A Review of Exemplar-based Image Completion

##Background Old pictures rots, sometimes scratch appears. Inpainting means to fix the deteriorated areas. This was used to be done by artists, but later with computers, automatic methods was invented, to fill the missing parts of the image.

Firstly, the PDE based algorithms. This class of methods based on pixels, not good at exploiting the higher level informations in an image. Since pixels contains extremely local features, it doesn’t work for large holes.

Exemplar-based methods use patches to find similar contents in the same image, and fill the missing regions with these contents. A higher level features can be expressed by patches, so it works fine for larger holes.

Following is a result of my implementation of an exemplar-based method based on TPAMI’14 paper¹, the image is from another paper².


Input	Mask	Result	Shift-Map

Although patch is a higher level feature than pixel (almost the same level as SIFT if you count the bits), it’s still not enough for complex contents because it doesn’t contain any semantic information. Some artifacts are just not artifacts until you put them in a view of semantics. In other words, the computer would think he works perfectly fine unless he can understand the object he’s dealing with.

For example the bungee result contains some repeated patterns on plants, which is weird for human. While the algorithm does not understand this, he took the repeating of the roof as an evidence that this area has a horizontal structure, which is true. But how could he know that the structure belongs to the man-made roof instead of the natural plants? He just cannot tell without any higher knowledges.

Thus some problems are just impossible to solve in the patch level. That’s why I’d say the further study of image completion must be on semantics. But that’s the future story, while this post focused on the patch based methods.

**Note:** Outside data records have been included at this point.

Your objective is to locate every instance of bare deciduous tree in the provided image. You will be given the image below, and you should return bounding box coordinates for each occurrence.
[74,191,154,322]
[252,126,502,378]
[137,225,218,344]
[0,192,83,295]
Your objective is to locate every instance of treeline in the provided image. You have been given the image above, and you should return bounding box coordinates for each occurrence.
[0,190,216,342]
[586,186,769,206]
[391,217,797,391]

##Straightforward method A pioneer’s method is usually straightforward. CVPR’03 paper [Object Removal by Exemplar-Based Inpainting]² used a greedy approach. In each iteration, a patch was selected at the boundary of the missing regions, hence there are pixels in this patch that are already known. These pixels can be used to find the most similar patch which contains all known pixels. Then copy this intact patch to the selected one, and replace the missing pixels.

Greedy

In each iteration some of the missing pixels were filled. By defining priorities based on contour and gradient, this method fill holes from boundary to central part, like peeling an onion.

Back to 2003, this was state of the art algorithm. It was simple, straightforward and works much better than PDE methods. But a greedy approach usually provides a suboptimal result. Moreover, I think this paper does not have a big picture. It seems right in every step, but did not give a mathematical explanation on what’s going on behind. In Variational Method’s view, what is the objective function to optimize? Bungee

Based on this, an interactive method³ was introduced to cope with structural contents. A curve was drawn to indicate the structure and dynamic programming was used to optimize the consistency of structural contents, also the searching space was largely reduced thanks to the manually work.

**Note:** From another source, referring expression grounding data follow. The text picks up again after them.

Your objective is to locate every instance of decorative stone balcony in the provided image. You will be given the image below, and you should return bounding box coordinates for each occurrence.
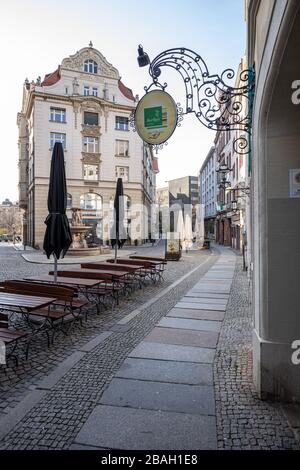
[81,124,101,137]
[81,152,101,164]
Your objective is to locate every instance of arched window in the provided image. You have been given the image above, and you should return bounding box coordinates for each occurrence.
[109,195,131,212]
[84,59,98,74]
[124,195,131,211]
[80,193,102,211]
[66,193,72,209]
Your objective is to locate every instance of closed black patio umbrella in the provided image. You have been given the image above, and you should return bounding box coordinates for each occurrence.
[43,142,72,280]
[111,177,127,262]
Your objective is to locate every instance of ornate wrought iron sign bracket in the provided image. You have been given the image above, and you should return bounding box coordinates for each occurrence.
[135,45,255,155]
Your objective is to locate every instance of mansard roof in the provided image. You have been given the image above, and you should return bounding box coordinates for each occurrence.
[41,68,60,86]
[118,79,135,101]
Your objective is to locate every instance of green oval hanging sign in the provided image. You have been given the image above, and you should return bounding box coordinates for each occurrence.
[135,90,178,145]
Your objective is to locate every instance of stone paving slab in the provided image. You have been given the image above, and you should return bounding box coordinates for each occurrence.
[175,302,225,311]
[180,296,227,305]
[203,274,232,277]
[129,341,215,364]
[195,279,231,284]
[192,284,231,290]
[185,291,229,299]
[74,405,217,450]
[167,308,224,321]
[144,327,219,348]
[99,378,215,415]
[158,317,221,333]
[197,285,231,290]
[188,290,231,296]
[115,358,213,385]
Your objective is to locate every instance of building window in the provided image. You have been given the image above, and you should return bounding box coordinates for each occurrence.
[65,87,69,95]
[84,86,90,96]
[92,87,98,97]
[67,193,72,208]
[80,193,102,210]
[115,116,129,130]
[83,59,98,74]
[50,132,66,149]
[84,112,98,126]
[83,164,99,181]
[124,195,131,211]
[83,136,99,153]
[115,140,129,157]
[50,107,66,123]
[115,166,129,182]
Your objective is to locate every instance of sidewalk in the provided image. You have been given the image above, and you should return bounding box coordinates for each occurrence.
[1,245,298,450]
[72,248,236,450]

##Objective Function [Shift-Map Image Editing]⁴, an ICCV’09 paper provides a reasonable model. The image completion problem was defined as a Shift-Map optimization problem. Because exemplar-based method copies existed pixel to another place (in the hole), for each of the missing pixels, instead of asking what color it is, we can ask where should it come from. A Shift is a vector from the missing pixel to an existed one, the source pixel supposed to be copied to the missing place. Now a Shift-Map S can be defined on the missing areas, where S(p) is the shift vector at position p. Once we know S, we can find the source pixel at S(p), and copy it to replace p. Then the completion is done.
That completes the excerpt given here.